The ANZUS collective security treaty, signed in 1951 by Australia, the US and New Zealand, compels its parties to "consult together" and "act to meet the common danger". New Zealand withdrew from the treaty in the 1980s following disputes over nuclear weapons and the Rainbow Warrior bombing..
On Friday afternoon, English dismissed speculation about what any potential military action might look like as "hypothetical".
"While there's been an escalation of rhetoric there isn't any indication that military action's going to occur," he told NZN.
"We remain focused on peaceful resolutions of these tensions, that's why it's so important that the countries work together in the UN and that the US China and Russia put pressure on North Korea.
"If there was any military action at all we would consider our contribution on its merits."
He said he wouldn't copy Australia's stance, adding: "We're in close contact with the US and Australia but any decision New Zealand makes about North Korea we make according to our own interests."
Turnbull's declaration marked a strengthening of the Australian government's position after Foreign Minister Julie Bishop said on Wednesday that, under the ANZUS alliance, Australia only had an "obligation to consult".
Former Australian prime minster John Howard invoked the ANZUS treaty for the first time in the aftermath of the September 11 attacks against New York and Washington.
Turnbull spoke with US Vice-President Mike Pence on Thursday night and said everyone understood Australia's commitment to the ally was "absolutely rock-solid".His predecessor, Abbott, said that Australia "should be urgently investing in upgraded missile defences".
Turnbull said: "The current advice from Defence to the government is that they do not consider that there is a benefit to deploy a system such as the THAAD system - terminal high altitude area defence, bit of a mouthful - for defence of Australian territory.
"The reason for that is that THAAD is designed to provide protection for relatively small areas against short to intermediate range missiles."
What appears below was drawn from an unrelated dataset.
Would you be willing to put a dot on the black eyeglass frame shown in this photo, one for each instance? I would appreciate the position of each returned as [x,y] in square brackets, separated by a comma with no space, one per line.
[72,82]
Turnbull expressed confidence that diplomatic pressures and sanctions would "bring the [North Korean] regime to its senses in a peaceful manner".
Since it was struck, ANZUS has underpinned Australia's defence policy, providing Australia's relatively small defence forces with the back-up of the world's leading military superpower.
After invoking ANZUS in 2001, Howard said Australia would consult with the US and consider any requests "within the limits of its capability".
A month later, the government committed Australian troops to the US-led invasion of Afghanistan.
Opponents have criticised the treaty, arguing it unnecessarily places Australia's security at risk.